The buffers used in the various kernels are inferred automatically at the graph level as ping-pong buffers located in the AI Engine-ML data memory. From the kernel point of view, the buffers are accessed through the address generator units of the processor and are managed by the kernel.
Input/output buffers can be filled and flushed by other parts of the device through streams handled internally by a DMA. In order to simplify kernel addressing, the user might require the data to be stored in a specific way in the data memory. It could be a kind of transposition of a tensor to simplify matrix multiplication at the kernel level. You cannot currently define specific access patterns for this kind of memory, no tiling parameter can be defined leading to a simple linear addressing for local memories. If a specific ordering is needed in the local memory, this must be taken into account by the transmitter.
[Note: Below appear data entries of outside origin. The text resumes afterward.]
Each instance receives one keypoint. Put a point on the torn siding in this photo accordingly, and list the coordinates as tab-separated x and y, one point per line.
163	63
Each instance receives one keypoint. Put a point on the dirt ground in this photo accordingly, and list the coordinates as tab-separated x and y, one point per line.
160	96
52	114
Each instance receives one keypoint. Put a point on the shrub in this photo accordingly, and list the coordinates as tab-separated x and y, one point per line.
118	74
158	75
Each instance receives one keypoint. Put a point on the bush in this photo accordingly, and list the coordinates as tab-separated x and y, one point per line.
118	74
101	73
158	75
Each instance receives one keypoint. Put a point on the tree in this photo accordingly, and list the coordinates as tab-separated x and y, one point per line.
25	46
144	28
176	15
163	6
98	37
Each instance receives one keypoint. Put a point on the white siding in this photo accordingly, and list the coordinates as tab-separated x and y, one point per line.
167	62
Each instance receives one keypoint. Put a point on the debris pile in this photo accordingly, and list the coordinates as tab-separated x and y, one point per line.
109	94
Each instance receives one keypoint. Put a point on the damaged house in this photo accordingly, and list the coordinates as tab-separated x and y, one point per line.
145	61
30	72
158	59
Similarly, when the local memory is flushed, the destination must take into account the specific data ordering of the local memory.
class MatrixMultiply : public graph {
public:
input_port inA,inB;
output_port outC;
kernel MatMult;
MatrixMultiply() {
// kernel
MatMult = kernel::create(ClassicMatMult);
source(MatMult) = "src/matmult.cpp";
runtime<ratio>(MatMult) = 0.9;
// Connect Input A to MatMult Kernel
connect(inA, MatMult.in[0]);
dimensions(MatMult.in[0]) = {NColsA,NRowsA};
// Connect Input B to MatMult Kernel
connect(inB, MatMult.in[1]);
dimensions(MatMult.in[1]) = {NColsB,NRowsB};
// Connect MatMult Kernel to Output
connect(MatMult.out[0],outC);
dimensions(MatMult.out[0]) = {NColsC,NRowsC};
};
};
dimensions(MatMult.in[0]) = {NColsA,NRowsA};
This size definition can also be done directly inside the kernel.